AÇÃO ENTRE OS PODERES DA REPÚBLICA BRASILEIRA.
Debate sobre foro privilegiado deve ganhar força
após o carnaval; veja propostas.
Críticos dizem que acúmulo de
ações contra políticos no Supremo Tribunal Federal traz morosidade e risco de
prescrição; para ministros, mudança mais radical deve ser feita pelo Congresso.
A discussão sobre o fim, ou a
limitação, do chamado foro privilegiado de autoridades e políticos deve ganhar
força na retomada das atividades do Congresso e do Judiciário após o carnaval.
O presidente da Câmara, Rodrigo
Maia (DEM-RJ), já disse que, antes de pautar qualquer iniciativa legislativa
sobre o assunto, vai aguardar uma posição do Supremo.
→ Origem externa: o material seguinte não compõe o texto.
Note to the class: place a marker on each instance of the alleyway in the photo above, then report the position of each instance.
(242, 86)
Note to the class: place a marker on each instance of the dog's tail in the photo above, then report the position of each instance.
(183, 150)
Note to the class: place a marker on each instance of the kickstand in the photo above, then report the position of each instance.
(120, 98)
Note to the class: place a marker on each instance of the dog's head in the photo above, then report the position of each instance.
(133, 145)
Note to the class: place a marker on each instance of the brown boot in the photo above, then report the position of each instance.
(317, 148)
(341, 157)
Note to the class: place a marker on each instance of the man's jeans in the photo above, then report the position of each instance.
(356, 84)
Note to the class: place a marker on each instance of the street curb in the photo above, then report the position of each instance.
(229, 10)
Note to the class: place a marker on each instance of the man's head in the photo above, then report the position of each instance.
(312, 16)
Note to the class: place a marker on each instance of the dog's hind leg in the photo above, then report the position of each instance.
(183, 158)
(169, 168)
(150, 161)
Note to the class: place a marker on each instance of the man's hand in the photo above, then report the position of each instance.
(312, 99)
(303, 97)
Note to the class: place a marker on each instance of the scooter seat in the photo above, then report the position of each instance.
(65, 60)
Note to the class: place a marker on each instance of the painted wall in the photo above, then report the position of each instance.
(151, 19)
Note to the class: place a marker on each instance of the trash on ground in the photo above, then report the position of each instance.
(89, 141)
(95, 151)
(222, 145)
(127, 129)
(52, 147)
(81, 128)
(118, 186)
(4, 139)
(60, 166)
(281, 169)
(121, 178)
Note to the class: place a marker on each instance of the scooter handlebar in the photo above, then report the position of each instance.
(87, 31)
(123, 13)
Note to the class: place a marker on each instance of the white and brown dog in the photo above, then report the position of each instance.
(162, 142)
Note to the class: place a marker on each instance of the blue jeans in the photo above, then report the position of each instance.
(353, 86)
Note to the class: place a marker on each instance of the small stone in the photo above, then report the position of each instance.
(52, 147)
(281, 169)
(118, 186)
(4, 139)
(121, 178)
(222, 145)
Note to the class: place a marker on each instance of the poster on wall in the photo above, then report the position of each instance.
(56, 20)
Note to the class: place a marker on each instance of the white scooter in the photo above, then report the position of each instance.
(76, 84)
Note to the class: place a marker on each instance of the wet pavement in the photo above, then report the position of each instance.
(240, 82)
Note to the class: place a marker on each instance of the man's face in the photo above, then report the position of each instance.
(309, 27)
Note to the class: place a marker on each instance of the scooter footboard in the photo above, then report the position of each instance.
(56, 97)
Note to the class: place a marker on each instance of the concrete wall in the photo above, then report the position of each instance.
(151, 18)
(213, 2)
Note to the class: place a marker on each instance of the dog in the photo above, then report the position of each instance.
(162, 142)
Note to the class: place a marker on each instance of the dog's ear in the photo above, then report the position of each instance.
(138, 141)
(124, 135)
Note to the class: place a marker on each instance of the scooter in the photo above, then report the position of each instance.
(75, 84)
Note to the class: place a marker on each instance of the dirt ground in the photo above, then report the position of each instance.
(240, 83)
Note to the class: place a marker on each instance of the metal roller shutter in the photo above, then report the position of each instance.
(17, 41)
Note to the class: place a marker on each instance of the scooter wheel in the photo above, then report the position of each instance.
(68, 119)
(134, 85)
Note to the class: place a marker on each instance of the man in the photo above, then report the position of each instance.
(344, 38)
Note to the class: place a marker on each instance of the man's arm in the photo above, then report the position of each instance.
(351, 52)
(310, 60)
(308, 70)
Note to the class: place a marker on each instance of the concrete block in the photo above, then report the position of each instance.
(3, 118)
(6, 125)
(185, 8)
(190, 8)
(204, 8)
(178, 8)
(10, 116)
Mas, no Congresso, o tema sofre
resistência, em razão da possibilidade de muitos parlamentares virem a ser denunciados
pela Procuradoria Geral da República, depois do carnaval com base nas delações
de executivos e ex-executivos da empreiteira Odebrecht motivadas pela Operação
Lava Jato.
O foro privilegiado, ou foro por
prerrogativa de função – permite que deputados, senadores, ministros de Estado
e outras autoridades só possam ser investigados com autorização do Supremo
Tribunal Federal (STF), única instância na qual são julgados por crimes comuns.
Embora os casos mais lembrados se
relacionem a investigações das quais são alvos ministros e parlamentares no
STF, o foro privilegiado abrange, conforme levantamento recente da Associação
dos Juízes Federais do Brasil (Ajufe), mais de 45 mil ocupantes de cargos
públicos, prefeitos, secretários de governo, juízes, promotores e outras
autoridades cujas ações tramitam em instâncias superiores ao primeiro grau da
Justiça.
Ministro Luís Roberto Barroso
defende o fim do foro privilegiado.
Balanço recente do ministro Luís
Roberto Barroso, que defende o fim do foro privilegiado mostra que, só no STF, tramitam atualmente cerca de 500 processos que envolvem
deputados federais e senadores, dos quais 357 investigações e 103 ações penais.
O número deve crescer
substancialmente quando a Procuradoria Geral da República (PGR) pedir novos
inquéritos com base na delação premiada de 77 executivos da Odebrecht na
Operação Lava Jato, na colaboração, estima-se que tenham sido citados 200
políticos.
Criada no regime militar e
ampliada pela Constituição de 1988, a prerrogativa de foro teve como premissa
evitar a pressão de políticos sobre juízes locais contra adversários.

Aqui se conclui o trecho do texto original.